Repeatable: Repeatable for up to 6.00 total credit hours. Allows multiple enrollment in term.
Requisites: Restricted to graduate students only.
Additional Information: Departmental Category: Numerical Computation

CSCI 7222 (3) Topics in Nonsymbolic Artificial Intelligence

Topics vary from year to year. Possible topics include human and machine vision, signal and speech processing, artificial life, mathematical foundations of connectionism, and computational learning theory.

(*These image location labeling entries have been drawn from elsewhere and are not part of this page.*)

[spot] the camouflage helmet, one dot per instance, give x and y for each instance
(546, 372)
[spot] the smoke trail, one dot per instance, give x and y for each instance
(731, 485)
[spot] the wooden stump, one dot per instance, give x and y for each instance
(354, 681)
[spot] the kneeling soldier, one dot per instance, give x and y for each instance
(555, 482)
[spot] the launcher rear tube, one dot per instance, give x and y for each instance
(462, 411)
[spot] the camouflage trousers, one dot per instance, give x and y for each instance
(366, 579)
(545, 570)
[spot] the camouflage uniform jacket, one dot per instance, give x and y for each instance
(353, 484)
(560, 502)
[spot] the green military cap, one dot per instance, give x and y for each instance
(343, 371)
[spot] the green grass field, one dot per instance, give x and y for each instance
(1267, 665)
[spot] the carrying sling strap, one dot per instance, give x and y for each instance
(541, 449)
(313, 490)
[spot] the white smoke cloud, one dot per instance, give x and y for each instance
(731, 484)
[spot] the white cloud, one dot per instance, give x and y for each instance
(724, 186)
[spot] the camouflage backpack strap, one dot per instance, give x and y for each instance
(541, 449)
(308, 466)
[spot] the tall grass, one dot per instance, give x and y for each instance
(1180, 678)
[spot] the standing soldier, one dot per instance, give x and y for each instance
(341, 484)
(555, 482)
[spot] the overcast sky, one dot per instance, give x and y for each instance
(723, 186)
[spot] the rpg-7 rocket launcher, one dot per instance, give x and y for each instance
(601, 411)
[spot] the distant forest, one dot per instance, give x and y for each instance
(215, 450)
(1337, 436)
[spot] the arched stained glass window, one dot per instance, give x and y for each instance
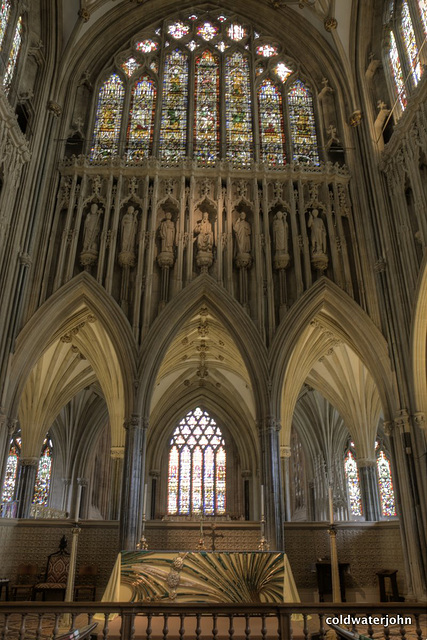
(272, 134)
(173, 130)
(4, 19)
(141, 119)
(11, 470)
(238, 109)
(197, 467)
(353, 484)
(396, 70)
(108, 118)
(408, 36)
(13, 56)
(303, 130)
(206, 124)
(385, 484)
(44, 472)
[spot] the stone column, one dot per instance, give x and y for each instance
(117, 457)
(285, 461)
(27, 472)
(369, 489)
(271, 479)
(133, 475)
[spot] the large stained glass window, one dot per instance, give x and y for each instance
(396, 70)
(272, 135)
(108, 118)
(11, 470)
(238, 113)
(141, 119)
(385, 484)
(44, 472)
(4, 19)
(408, 36)
(197, 467)
(13, 56)
(353, 484)
(303, 129)
(173, 132)
(206, 125)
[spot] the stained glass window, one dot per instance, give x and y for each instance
(173, 132)
(238, 109)
(4, 19)
(197, 467)
(303, 129)
(108, 118)
(385, 484)
(44, 471)
(396, 70)
(11, 470)
(408, 36)
(353, 484)
(141, 119)
(206, 125)
(272, 135)
(13, 56)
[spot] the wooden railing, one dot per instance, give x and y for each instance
(151, 621)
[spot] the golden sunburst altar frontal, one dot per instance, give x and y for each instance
(204, 577)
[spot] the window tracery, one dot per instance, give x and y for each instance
(197, 467)
(198, 66)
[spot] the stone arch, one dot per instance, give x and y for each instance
(315, 325)
(204, 291)
(419, 342)
(83, 315)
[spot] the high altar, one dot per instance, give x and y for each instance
(201, 576)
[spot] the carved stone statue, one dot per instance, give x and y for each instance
(319, 257)
(91, 228)
(280, 240)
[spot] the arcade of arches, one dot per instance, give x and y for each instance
(214, 279)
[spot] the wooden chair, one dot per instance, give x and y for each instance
(26, 578)
(55, 581)
(86, 580)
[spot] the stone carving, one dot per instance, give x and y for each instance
(128, 232)
(280, 240)
(318, 240)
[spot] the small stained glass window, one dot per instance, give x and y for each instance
(13, 56)
(108, 118)
(44, 472)
(141, 119)
(396, 70)
(385, 484)
(353, 484)
(408, 35)
(207, 31)
(197, 467)
(146, 46)
(266, 50)
(11, 470)
(303, 129)
(178, 30)
(4, 19)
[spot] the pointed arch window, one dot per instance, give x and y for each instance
(353, 484)
(197, 467)
(303, 130)
(385, 483)
(108, 118)
(44, 472)
(11, 470)
(13, 56)
(4, 20)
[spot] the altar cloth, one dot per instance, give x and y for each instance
(201, 577)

Repeatable: Repeatable for up to 6.00 total credit hours. Allows multiple enrollment in term.
Requisites: Restricted to graduate students only.
Recommended: Prerequisite CSCI 5622 or instructor consent required.
Additional Information: Departmental Category: Artificial Intelligence

CSCI 7412 (2) Cognitive Science Research Practicum

Independent, interdisciplinary research project in cognitive science for advanced graduate students pursuing a joint PhD in an approved core discipline and cognitive science. Research projects integrate at least two areas within the cognitive sciences: psychology, computer science, linguistics, education, philosophy. Students need commitments from two mentors for their project.

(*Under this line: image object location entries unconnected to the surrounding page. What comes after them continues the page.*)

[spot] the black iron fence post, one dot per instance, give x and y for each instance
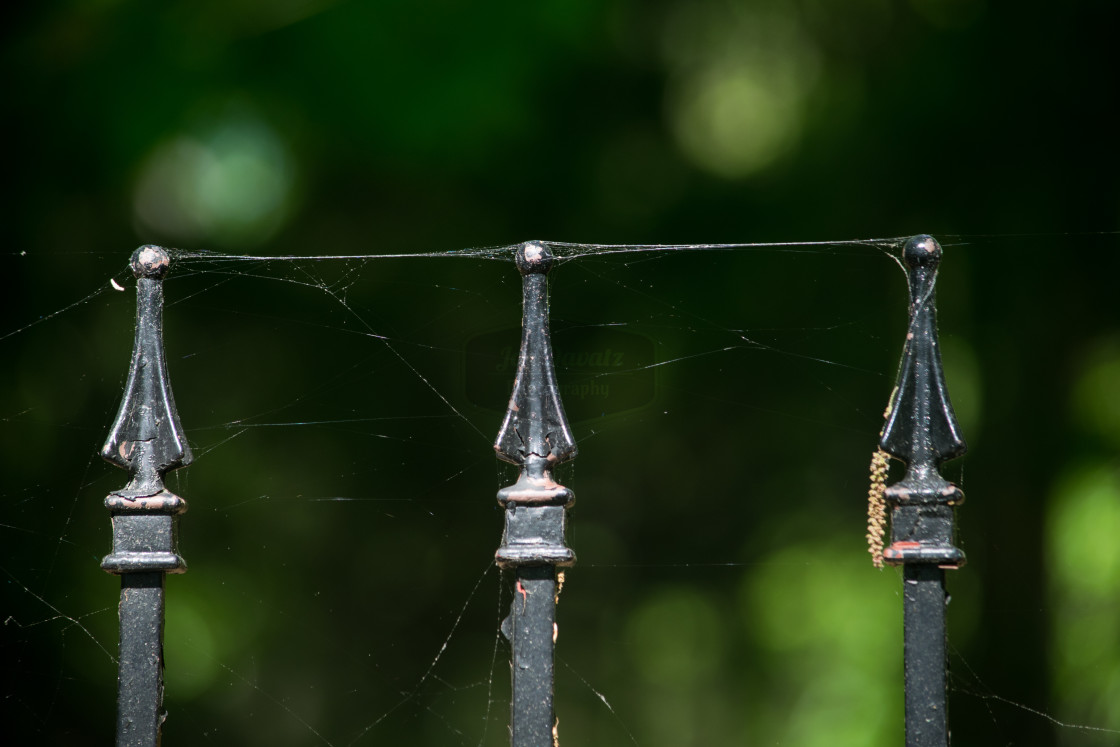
(922, 431)
(146, 439)
(534, 436)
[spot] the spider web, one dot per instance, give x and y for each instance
(342, 523)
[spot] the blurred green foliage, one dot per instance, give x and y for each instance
(343, 521)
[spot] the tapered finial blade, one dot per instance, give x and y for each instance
(147, 438)
(921, 427)
(534, 421)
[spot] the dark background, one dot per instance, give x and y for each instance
(342, 514)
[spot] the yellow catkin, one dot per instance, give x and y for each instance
(876, 506)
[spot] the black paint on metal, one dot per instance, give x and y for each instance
(148, 440)
(534, 436)
(923, 431)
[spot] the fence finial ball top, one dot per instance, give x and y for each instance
(533, 257)
(150, 261)
(922, 251)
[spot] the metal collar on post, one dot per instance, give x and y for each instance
(534, 436)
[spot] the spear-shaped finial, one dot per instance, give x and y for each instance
(922, 431)
(534, 422)
(534, 433)
(921, 428)
(148, 440)
(535, 436)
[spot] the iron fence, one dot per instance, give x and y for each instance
(921, 430)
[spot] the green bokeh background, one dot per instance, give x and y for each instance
(342, 502)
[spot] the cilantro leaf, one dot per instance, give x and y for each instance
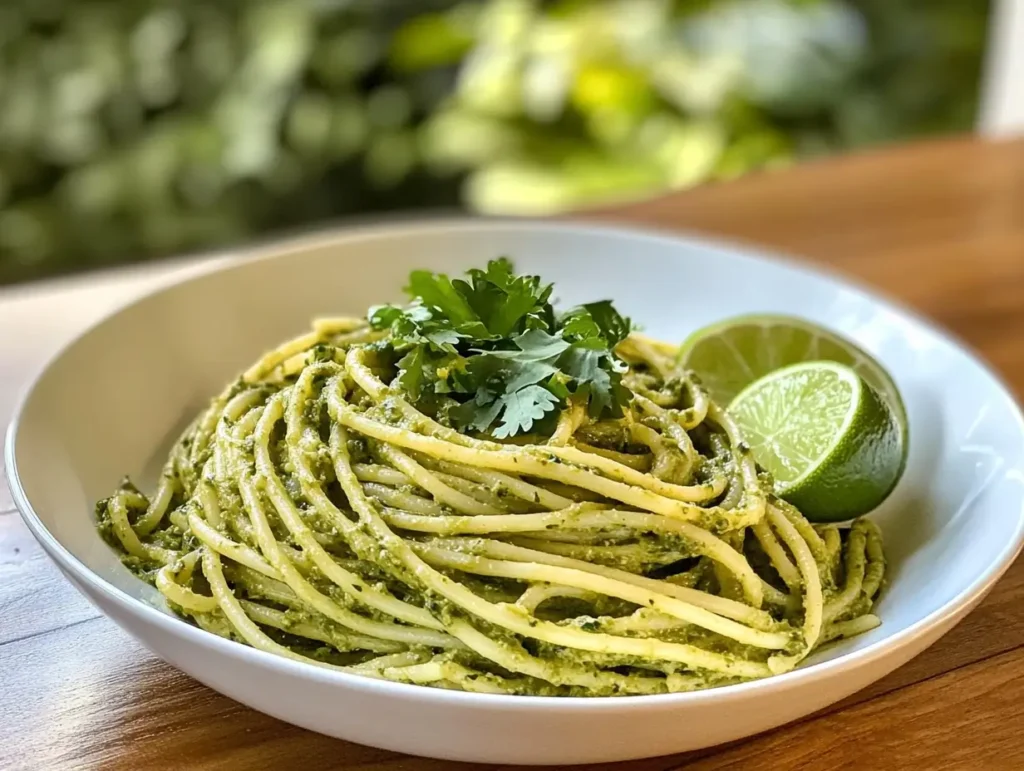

Equivalent - Duplicate Degree Credit Not Granted: EDUC 6506 and LING 7415 and PHIL 7415 and PSYC 7415 and SLHS 7418
Requisites: Requires a prerequisite course of CSCI 6402 or EDUC 6504 or LING 6200 or PHIL 6310 or PSYC 6200 (minimum grade B). Restricted to graduate students only.
Recommended: Prerequisite EDUC 6505.
Additional Information: Departmental Category: Artificial Intelligence

CSCI 7422 (2) Cognitive Science Research Practicum 2

Independent, interdisciplinary research project in cognitive science for advanced graduate students pursuing a joint Ph.D in an approved core discipline and cognitive science. Research projects integrate at least two areas within the cognitive sciences: psychology, computer science, linguistics, education, philosophy. Students need commitments from two mentors for their project.

Equivalent - Duplicate Degree Credit Not Granted: EDUC 6516 and LING 7425 and PHIL 7425 and PSYC 7425 and SLHS 7428
Requisites: Requires a prerequisite course of LING 7415 or PSYC 7415 or CSCI 7412 or EDUC 6506 (minimum grade B). Restricted to graduate students only.
Additional Information: Departmental Category: Artificial Intelligence

CSCI 7565 (3) Computational Phonology and Morphology

Surveys of the main approaches and central questions related to computational modeling and learning of morphology and phonology. We consider questions related to learnability of phonology/morphology, machine learning implementations, and linguist-driven grammar modeling.

Equivalent - Duplicate Degree Credit Not Granted: LING 7565

CSCI 7717 (3) Topics in Database Systems

Studies topics such as distributed databases, database interfaces, data models, database theory, and performance measurement in depth.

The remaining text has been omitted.